Program CBI ini dinilai rumit dan kontroversial bagi negara-negara di Karibia yang memiliki sumber daya yang terbatas dan sangat bergantung pada pariwisata.
Program ini disebut sebagai penyelamat karena penghasilan yang mereka dapatkan diklaim penting untuk pembiayaan proyek pascabencana alam hingga menopang skema pensiun nasional.
Perdana Menteri Antigua, Gaston Browne, mengatakan uang yang terkumpul telah menyelamatkan negaranya dari ambang kebangkrutan selama dekade terakhir.

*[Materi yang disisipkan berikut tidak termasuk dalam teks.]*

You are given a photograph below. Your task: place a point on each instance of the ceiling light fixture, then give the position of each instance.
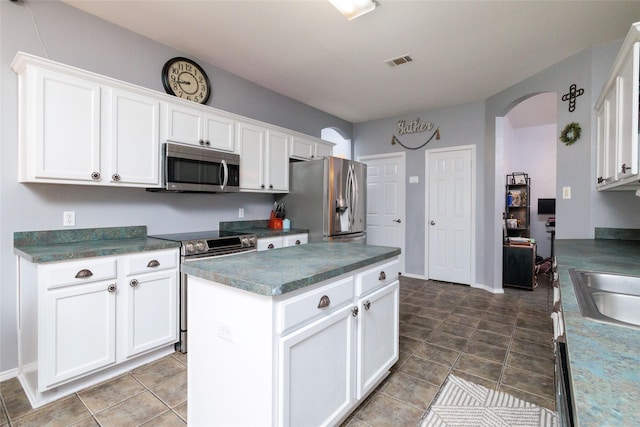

Selain membeli properti, terdapat skema lain untuk mendapatkan kewarganegaraan di negara negara Karibia, antara lain dengan memberi donasi ke lembaga pengumpul dana pembangunan nasional setempat.
Menghadapi tekanan internasional, negara negara kepulauan di Karibia itu telah berkomitmen memperkuat pengawasan, termasuk membentuk regulator regional untuk menetapkan standar, memantau operasi, dan memastikan kepatuhan.
Selain itu, ada pula enam prinsip yang mereka sepakati dengan AS, meliputi peningkatan uji tuntas, audit rutin, wawancara wajib dengan semua pelamar, dan penghapusan celah yang sebelumnya memungkinkan pelamar yang ditolak oleh satu negara untuk mendaftar di negara lain.
Saat ini, penjualan paspor menyumbang 10-30 persen pendapatan domestik bruto mereka.
Andre Huie, seorang jurnalis di St Kitts, mengatakan bahwa skema CBI negaranya "secara umum didukung dengan baik".
"Masyarakat memahami nilainya bagi perekonomian, dan menghargai apa yang telah dilakukan pemerintah dengan uang tersebut," ujarnya.
Artikel ini pernah dimuat di BBC Indonesia dengan judul Lima negara menjual paspor dan kewarganegaraan, termasuk untuk WNI – Apa syaratnya?